Gotshalk: The significant difference with the Cervello Elite system is that it allows clinicians access to a whole new data set and gives them the ability to monitor the signals from individual neurons at the same time as they are looking at the traditional EEG. It is the only system on the market that has this capability.
Why did you feel the need to introduce real-time EEG monitoring?
Gotshalk: It’s not as much the real time capability as it is the additional data that we are presenting in real time. We are now giving the clinicians access to higher resolution data and more information than they have seen with the traditional EEG. An analogy I like to use is to compare the brain to a forest and with traditional EEG you can get a sense of what is happening in a section of the forest (tens of thousands of neurons). With the Cervello Elite you can now monitor what is happening within a single tree (or single neuron) and how signals are propagating from one neuron to the next.
What can healthcare professionals learn from the analysis of data received from the Cervello system?

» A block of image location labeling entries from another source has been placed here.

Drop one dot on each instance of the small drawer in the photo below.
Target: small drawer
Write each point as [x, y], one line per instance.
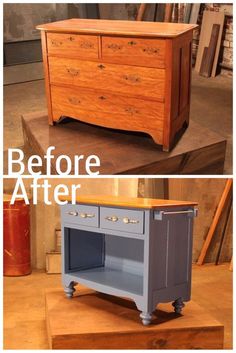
[72, 45]
[122, 220]
[134, 51]
[81, 214]
[124, 79]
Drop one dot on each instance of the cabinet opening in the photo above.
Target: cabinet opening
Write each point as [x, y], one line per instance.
[104, 259]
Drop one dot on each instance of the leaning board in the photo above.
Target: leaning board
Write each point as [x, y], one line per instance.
[199, 151]
[94, 320]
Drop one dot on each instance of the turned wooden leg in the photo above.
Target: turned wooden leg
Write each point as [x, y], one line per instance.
[69, 290]
[146, 318]
[178, 305]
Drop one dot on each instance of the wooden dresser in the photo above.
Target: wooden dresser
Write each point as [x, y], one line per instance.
[126, 75]
[130, 247]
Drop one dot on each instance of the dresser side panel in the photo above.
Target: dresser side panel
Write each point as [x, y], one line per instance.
[46, 75]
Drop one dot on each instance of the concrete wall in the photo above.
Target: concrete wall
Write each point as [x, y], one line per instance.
[21, 19]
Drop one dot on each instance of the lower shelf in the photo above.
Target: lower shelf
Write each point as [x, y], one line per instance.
[113, 278]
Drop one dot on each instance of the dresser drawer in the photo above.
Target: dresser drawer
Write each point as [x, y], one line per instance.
[81, 214]
[110, 110]
[134, 51]
[72, 45]
[122, 220]
[141, 81]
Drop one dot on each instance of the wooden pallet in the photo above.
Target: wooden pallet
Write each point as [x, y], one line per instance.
[97, 321]
[199, 151]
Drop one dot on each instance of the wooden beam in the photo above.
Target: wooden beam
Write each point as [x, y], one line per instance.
[215, 221]
[168, 12]
[141, 12]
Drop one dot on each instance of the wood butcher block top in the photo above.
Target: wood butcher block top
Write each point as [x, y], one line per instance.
[114, 27]
[134, 202]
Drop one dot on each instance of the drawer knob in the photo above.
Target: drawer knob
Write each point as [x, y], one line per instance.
[132, 43]
[86, 215]
[74, 100]
[72, 71]
[112, 218]
[72, 213]
[127, 220]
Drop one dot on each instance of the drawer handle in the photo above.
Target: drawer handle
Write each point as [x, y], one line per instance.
[127, 220]
[74, 100]
[72, 71]
[132, 43]
[114, 47]
[151, 51]
[86, 215]
[132, 78]
[112, 218]
[72, 213]
[86, 45]
[131, 111]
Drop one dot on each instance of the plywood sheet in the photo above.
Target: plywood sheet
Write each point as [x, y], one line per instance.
[209, 18]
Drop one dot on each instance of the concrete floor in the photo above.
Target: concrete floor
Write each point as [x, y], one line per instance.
[211, 106]
[24, 308]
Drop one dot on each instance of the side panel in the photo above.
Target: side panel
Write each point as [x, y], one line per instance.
[171, 257]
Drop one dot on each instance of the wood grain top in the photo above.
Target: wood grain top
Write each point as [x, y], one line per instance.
[133, 202]
[115, 27]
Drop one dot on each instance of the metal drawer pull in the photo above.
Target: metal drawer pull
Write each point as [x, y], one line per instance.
[126, 220]
[73, 213]
[112, 218]
[86, 215]
[176, 212]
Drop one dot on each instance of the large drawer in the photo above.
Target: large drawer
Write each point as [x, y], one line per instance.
[134, 51]
[81, 214]
[108, 110]
[141, 81]
[122, 220]
[72, 45]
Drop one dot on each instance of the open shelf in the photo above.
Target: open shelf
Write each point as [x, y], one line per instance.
[117, 279]
[104, 261]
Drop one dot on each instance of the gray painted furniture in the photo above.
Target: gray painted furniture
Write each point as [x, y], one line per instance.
[140, 249]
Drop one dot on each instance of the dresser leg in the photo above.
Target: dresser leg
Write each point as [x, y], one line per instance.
[178, 305]
[69, 290]
[146, 318]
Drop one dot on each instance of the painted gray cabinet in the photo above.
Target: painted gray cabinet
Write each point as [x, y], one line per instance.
[144, 254]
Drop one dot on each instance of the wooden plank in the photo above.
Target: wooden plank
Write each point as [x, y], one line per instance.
[209, 18]
[107, 322]
[193, 153]
[119, 28]
[215, 221]
[208, 57]
[187, 12]
[141, 11]
[194, 13]
[168, 13]
[207, 192]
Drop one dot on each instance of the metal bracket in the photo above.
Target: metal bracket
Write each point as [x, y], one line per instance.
[158, 215]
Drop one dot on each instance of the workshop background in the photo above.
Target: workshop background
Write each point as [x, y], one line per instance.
[211, 98]
[212, 281]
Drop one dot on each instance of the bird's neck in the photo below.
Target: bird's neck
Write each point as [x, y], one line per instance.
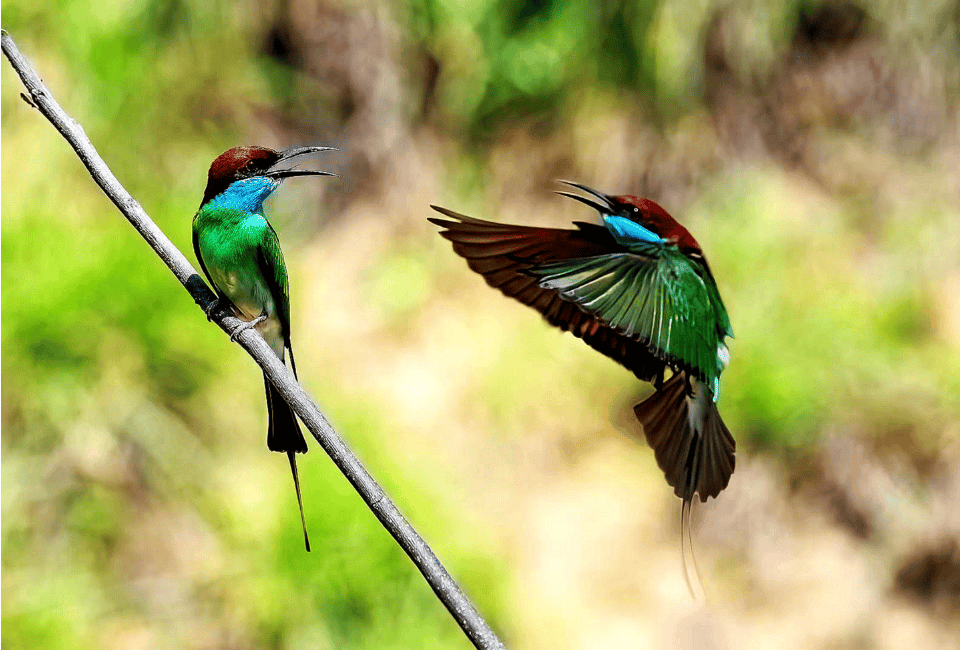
[245, 196]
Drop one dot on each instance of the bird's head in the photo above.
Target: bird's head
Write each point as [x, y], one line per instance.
[639, 210]
[252, 171]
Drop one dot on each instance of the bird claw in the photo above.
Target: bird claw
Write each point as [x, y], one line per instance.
[211, 308]
[244, 326]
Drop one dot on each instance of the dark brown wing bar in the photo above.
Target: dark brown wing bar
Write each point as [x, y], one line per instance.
[501, 252]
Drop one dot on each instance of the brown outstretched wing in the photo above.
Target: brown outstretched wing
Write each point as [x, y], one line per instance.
[500, 253]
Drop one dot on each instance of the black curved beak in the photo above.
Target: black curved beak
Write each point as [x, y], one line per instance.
[294, 152]
[605, 205]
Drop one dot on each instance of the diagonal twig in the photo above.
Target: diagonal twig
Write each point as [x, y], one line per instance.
[447, 590]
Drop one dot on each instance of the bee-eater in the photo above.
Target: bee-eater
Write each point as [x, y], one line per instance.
[239, 253]
[639, 290]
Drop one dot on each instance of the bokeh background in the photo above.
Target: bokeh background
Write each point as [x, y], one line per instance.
[812, 148]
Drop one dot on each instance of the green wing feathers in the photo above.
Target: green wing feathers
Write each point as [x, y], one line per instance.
[659, 299]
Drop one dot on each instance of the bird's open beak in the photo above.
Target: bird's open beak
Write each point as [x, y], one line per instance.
[294, 152]
[605, 206]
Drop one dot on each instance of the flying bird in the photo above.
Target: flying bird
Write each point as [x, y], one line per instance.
[639, 290]
[240, 254]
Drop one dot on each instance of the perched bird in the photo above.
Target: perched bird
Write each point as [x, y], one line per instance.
[239, 253]
[639, 290]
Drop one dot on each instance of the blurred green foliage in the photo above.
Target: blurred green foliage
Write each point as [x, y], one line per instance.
[140, 508]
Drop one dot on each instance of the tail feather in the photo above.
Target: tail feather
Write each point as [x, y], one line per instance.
[691, 443]
[284, 435]
[694, 449]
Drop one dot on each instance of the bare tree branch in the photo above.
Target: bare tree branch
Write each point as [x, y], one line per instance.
[373, 495]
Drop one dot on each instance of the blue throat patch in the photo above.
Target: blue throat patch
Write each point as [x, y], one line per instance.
[627, 232]
[247, 195]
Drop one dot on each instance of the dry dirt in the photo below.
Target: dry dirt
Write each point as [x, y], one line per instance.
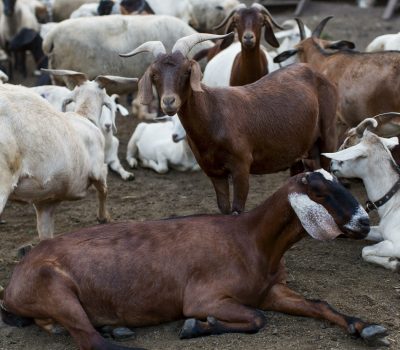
[331, 271]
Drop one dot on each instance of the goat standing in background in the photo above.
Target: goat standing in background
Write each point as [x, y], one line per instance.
[370, 160]
[259, 128]
[216, 271]
[250, 63]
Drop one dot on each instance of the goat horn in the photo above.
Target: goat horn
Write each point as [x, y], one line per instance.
[155, 47]
[185, 44]
[369, 123]
[301, 28]
[227, 18]
[320, 27]
[264, 11]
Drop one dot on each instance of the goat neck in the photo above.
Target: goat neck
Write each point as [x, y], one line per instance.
[249, 66]
[276, 227]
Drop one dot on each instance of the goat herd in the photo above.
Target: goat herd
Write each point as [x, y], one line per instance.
[247, 115]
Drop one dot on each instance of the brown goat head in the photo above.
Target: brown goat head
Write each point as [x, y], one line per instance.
[314, 39]
[326, 209]
[248, 22]
[174, 75]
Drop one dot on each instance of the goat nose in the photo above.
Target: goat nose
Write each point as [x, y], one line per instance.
[168, 100]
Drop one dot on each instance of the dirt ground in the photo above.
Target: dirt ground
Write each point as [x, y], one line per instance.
[331, 271]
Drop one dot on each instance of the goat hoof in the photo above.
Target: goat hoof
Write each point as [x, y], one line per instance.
[188, 329]
[374, 335]
[122, 333]
[22, 251]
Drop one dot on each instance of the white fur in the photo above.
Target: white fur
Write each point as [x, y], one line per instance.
[57, 94]
[315, 219]
[374, 167]
[50, 156]
[153, 145]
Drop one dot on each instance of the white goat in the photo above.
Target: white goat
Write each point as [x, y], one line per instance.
[371, 161]
[161, 146]
[53, 156]
[384, 43]
[56, 96]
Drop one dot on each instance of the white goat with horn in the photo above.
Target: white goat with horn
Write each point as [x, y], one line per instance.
[371, 161]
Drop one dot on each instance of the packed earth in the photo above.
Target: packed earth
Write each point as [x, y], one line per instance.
[332, 271]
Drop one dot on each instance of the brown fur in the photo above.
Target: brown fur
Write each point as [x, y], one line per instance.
[219, 268]
[259, 128]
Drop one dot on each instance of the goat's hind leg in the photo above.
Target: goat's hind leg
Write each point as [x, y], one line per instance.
[283, 299]
[225, 317]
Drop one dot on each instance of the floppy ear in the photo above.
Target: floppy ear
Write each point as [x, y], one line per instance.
[285, 55]
[269, 35]
[353, 152]
[195, 77]
[341, 45]
[229, 39]
[391, 142]
[145, 89]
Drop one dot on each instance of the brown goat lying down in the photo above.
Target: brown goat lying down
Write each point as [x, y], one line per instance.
[216, 271]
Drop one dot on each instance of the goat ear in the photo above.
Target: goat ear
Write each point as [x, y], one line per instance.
[341, 45]
[353, 152]
[285, 55]
[390, 143]
[145, 89]
[195, 77]
[269, 34]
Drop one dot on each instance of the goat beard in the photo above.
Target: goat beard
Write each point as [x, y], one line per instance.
[314, 218]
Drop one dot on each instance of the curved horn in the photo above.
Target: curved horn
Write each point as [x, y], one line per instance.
[301, 28]
[155, 47]
[185, 44]
[369, 123]
[227, 18]
[320, 27]
[264, 11]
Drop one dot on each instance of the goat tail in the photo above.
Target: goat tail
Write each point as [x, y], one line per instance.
[12, 319]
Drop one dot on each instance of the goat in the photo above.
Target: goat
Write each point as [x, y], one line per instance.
[371, 161]
[53, 156]
[99, 38]
[56, 96]
[250, 64]
[161, 146]
[258, 128]
[105, 274]
[359, 76]
[384, 43]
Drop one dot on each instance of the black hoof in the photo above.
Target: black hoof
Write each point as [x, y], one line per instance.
[374, 335]
[188, 329]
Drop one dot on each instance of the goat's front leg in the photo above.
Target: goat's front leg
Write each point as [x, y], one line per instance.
[221, 187]
[45, 219]
[102, 216]
[225, 316]
[385, 253]
[282, 299]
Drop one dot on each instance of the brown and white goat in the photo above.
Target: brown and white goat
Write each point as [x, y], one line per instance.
[251, 63]
[146, 273]
[258, 128]
[368, 83]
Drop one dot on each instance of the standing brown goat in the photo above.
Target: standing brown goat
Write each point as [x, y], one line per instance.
[251, 63]
[368, 83]
[216, 271]
[258, 128]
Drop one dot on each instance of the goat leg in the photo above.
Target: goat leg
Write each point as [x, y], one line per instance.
[282, 299]
[228, 317]
[221, 187]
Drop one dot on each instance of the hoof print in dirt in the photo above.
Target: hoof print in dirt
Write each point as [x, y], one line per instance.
[22, 251]
[375, 335]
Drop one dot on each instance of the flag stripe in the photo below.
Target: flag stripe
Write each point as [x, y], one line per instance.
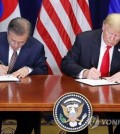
[65, 20]
[53, 32]
[85, 9]
[51, 45]
[52, 65]
[58, 23]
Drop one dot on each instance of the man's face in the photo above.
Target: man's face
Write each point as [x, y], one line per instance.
[16, 41]
[111, 36]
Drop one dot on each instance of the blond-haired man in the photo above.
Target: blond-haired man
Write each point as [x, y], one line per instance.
[85, 59]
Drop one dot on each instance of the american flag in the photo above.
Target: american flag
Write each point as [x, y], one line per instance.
[58, 23]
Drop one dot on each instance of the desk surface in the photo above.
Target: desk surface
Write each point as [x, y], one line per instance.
[38, 93]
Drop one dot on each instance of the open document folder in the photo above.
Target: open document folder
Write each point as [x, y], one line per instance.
[8, 78]
[99, 82]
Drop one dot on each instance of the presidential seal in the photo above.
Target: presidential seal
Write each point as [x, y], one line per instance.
[72, 112]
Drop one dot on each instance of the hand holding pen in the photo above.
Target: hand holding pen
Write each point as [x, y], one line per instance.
[3, 68]
[92, 73]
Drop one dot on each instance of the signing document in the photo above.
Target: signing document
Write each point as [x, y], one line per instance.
[99, 82]
[8, 78]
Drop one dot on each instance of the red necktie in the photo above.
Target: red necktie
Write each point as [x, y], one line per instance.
[105, 90]
[104, 69]
[12, 62]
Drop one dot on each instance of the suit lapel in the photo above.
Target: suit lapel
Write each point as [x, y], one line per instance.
[95, 49]
[115, 66]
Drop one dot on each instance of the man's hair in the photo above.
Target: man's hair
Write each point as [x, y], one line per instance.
[113, 20]
[20, 26]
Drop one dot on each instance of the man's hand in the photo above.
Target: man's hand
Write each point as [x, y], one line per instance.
[93, 73]
[3, 69]
[114, 78]
[21, 73]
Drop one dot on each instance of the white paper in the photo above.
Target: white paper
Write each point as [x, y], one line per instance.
[8, 78]
[99, 82]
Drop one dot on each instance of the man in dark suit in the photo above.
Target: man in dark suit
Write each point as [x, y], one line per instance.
[29, 59]
[85, 58]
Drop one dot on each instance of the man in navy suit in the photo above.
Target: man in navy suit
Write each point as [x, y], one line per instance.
[85, 57]
[30, 60]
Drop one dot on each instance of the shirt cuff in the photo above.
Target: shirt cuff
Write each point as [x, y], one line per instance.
[80, 75]
[29, 69]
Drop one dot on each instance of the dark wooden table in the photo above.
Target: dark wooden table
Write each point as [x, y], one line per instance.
[39, 93]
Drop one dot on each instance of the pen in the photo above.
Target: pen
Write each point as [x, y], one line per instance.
[1, 62]
[102, 78]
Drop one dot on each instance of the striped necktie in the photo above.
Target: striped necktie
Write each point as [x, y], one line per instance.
[12, 62]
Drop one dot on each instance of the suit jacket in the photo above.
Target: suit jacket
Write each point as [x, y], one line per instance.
[32, 55]
[85, 54]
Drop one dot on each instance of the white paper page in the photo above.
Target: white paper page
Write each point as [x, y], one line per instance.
[8, 78]
[99, 82]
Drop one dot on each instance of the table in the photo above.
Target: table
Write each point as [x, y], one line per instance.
[39, 93]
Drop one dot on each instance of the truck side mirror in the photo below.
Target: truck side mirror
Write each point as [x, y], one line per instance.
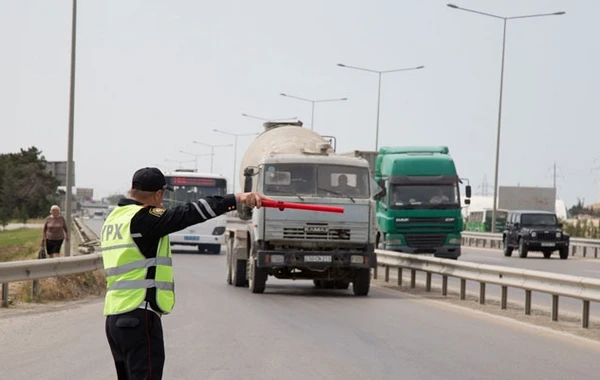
[247, 184]
[382, 192]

Gotshalk: In epilepsy, for example, they will have much better data to determine where seizures are coming from and how they are propagating across the brain. We also believe they will be able to identify when seizures are starting and where they are starting from much more accurately. This is just one example and only the tip of the iceberg. With this type of data clinicians will be able to get a much better understanding of many other neurodegenerative diseases.
Are there any other possible medical application areas for the software apart from EEG monitoring?
Gotshalk: Right now we are focusing on the brain and the central nervous system, but we have had researchers approach us that are interested in using this type of technology for cardiac applications. We are still in the early stages understanding the implications here.
What development challenges did you encounter with Cervello technology?
Gotshalk: The biggest issue we encountered was figuring out how to process all this data on one system and still be able to give the clinicians the standard format for the data that they are used to looking at so it wouldn’t interrupt their existing workflows.
Were there regulatory obstacles of note that you could share? (How were they addressed?)
Gotshalk: There are always regulatory issues when it comes to medical devices, but with an experienced team and well qualified regulatory personnel the obstacles aren’t too big. The biggest challenge for us was making sure we could clearly define the different predicate devices that were equivalent to the device we were putting on the market.
What will clinicians find valuable about the integrated software?
Gotshalk: They will now be able to access all of the clinical data and the new research data from the same place with the click of a button. It will make the process of doing this ground breaking clinical research much easier and faster for everyone involved.
What actions is NeuroMed taking to help ensure clinicians embrace the software?
Gotshalk: We recognize this is new technology and how difficult it can be for clinicians to embrace something new so we are pushing forward a little more slowly than we might normally do. We are also making sure that the clinicians and the team feel very comfortable with the routine (standard) systems prior to launching the fully integrated product. We have an experienced support team that is vital for the training and ongoing support during the initial startup phase.
What’s the next step for EEG monitoring technology?
Gotshalk: Without a crystal ball this is a difficult question to answer. There are trends visible in the research space that can provide some insight into where the clinical space is heading. Firstly, we may see the convergence of various methods of accessing neural data (fmri, ecog and penetrating electrodes). In terms of diagnosis, the combination of different methods should provide a better picture of what is really happening and how things are connected. Secondly, we may see an increased need for implantable devices that allow chronic data analysis to happen. This would save costs on the hospital side while providing patients with enhanced flexibility. Following on from this would be devices that could also treat epilepsy through stimulation or other means.